Nunca ha sabido si debe darle propina a todos los que la atienden. Le ocurre lo mismo con los camareros, con los taxistas y hasta con su peluquera. No sabe bien las reglas del protocolo, pero eso no le interesa en este instante. Casi arrastrando su pesado abrigo, sonríe, se da vuelta y camina con rapidez hasta alcanzar la puerta. Un viejecito le abre, haciéndole una inclinación de cabeza un tanto gastada, mecánica, algo sombría. Le gustaría saber quién es ese viejecito, de dónde ha aparecido, qué tuvo que ocurrir en su existencia para que justo ahora tuviera que levantarse de su silla, caminar dos pasos y abrirle la puerta de este salón. Pero ahora no podría siquiera detenerse en esas cavilaciones. Sale. El aire está frío, demasiado frío.

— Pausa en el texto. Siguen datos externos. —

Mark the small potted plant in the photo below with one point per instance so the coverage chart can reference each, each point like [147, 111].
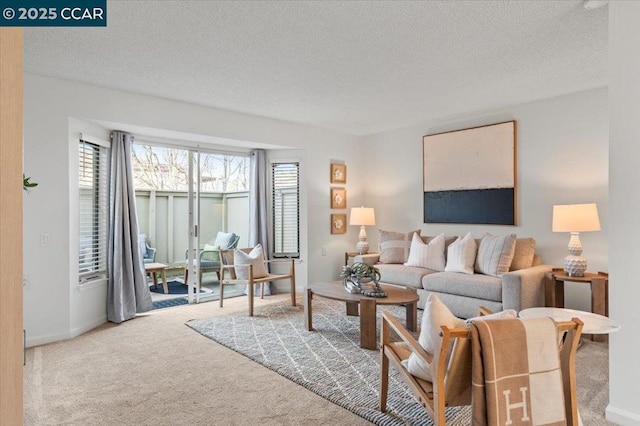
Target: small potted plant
[362, 278]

Se arropa en su abrigo y baja los peldaños de la escalera hasta alcanzar el camino empedrado que la conduce hasta la entrada de la casa. Son catorce escalones, los cuenta. No ha logrado superar esa molesta manía de contabilizar detalles inútiles, de tener siempre presente números que a nadie le importan. Cuando pequeña, mientras su mamá la llevaba de compras o al médico, ella contaba todos los vehículos azules o rojos que pasaban por la calle, ajena por completo a las conversaciones de los demás, de su madre o de sus amigas, encerrándose en su propia burbuja. Después contabilizaba uno tras otro los automóviles
verdes o blancos que pasaban delante suyo hasta que se aburría, cambiando su rutina por las baldosas, tratando de llevar la cuenta exacta de cuántas no había logrado pisar mientras caminaba presurosa, tratando de llevar el ritmo de los mayores. Más tarde se obsesionó con las formas de las nubes y después, entrada la adolescencia, con llevar la cuenta matemática de cada vez que alguien cruzaba delante de la puerta de su casa, ella observando desde el segundo piso, sin poder salir a la calle porque estaba enferma y cada una hora la venían a cuidar distintas personas, todas preocupadas de su salud. Y ahora ha contado los escalones, catorce, exactamente catorce desde el inicio de la escala hasta tocar la primera piedra del camino que han dispuesto hasta llegar a la reja. La casa tiene ese aspecto de calidez que ella tanto añora en su hogar. Los ventanales iluminados, las cortinas descorridas, dejando ver a los invitados que están riéndose o bailando en el esplendor de esta noche tan helada. Ha salido apresurada. No aguantaba más el vértigo de la conversación insulsa, los comentarios repetidos hasta la saciedad, las miradas de soslayo de sus amigas (¿amigas? debería corregir su apreciación, aunque a esta hora ya todo eso carece de importancia) y el ir y venir de los mozos con sus bandejas con tragos finos y canapés que ella detesta. De seguro su marido comienza a extrañarla. Piensa ahora en Andrés, lo imagina de pie sonriendo a quienes le rodean, impecable, enfundado en su traje azul recién comprado, con su camisa a tono, coronada con la corbata que trajo de Argentina, sus zapatos relucientes. Lo ve en la sala como se podría ver a un actor de cine poco conocido que pretende acaparar una foto, que ansía al menos ser reconocido, que necesita con urgencia ser admirado para poder reafirmarse en ese salón tan elegante, donde cada uno lleva tenidas importadas, se bebe bien y se come mejor. Andrés. Mi querido Andrés, piensa. Ni siquiera tiene la posibilidad de imaginar lo que ella siente mientras está caminando apresuradamente por esta vereda de piedras tan bien escogidas que rematan justo en la calle. Su vestido apenas roza el pasto y sus pisadas resuenan mientras ella casi corre hasta llegar, al fin, a la reja. La abre. No puede dejar de sentir como un alivio.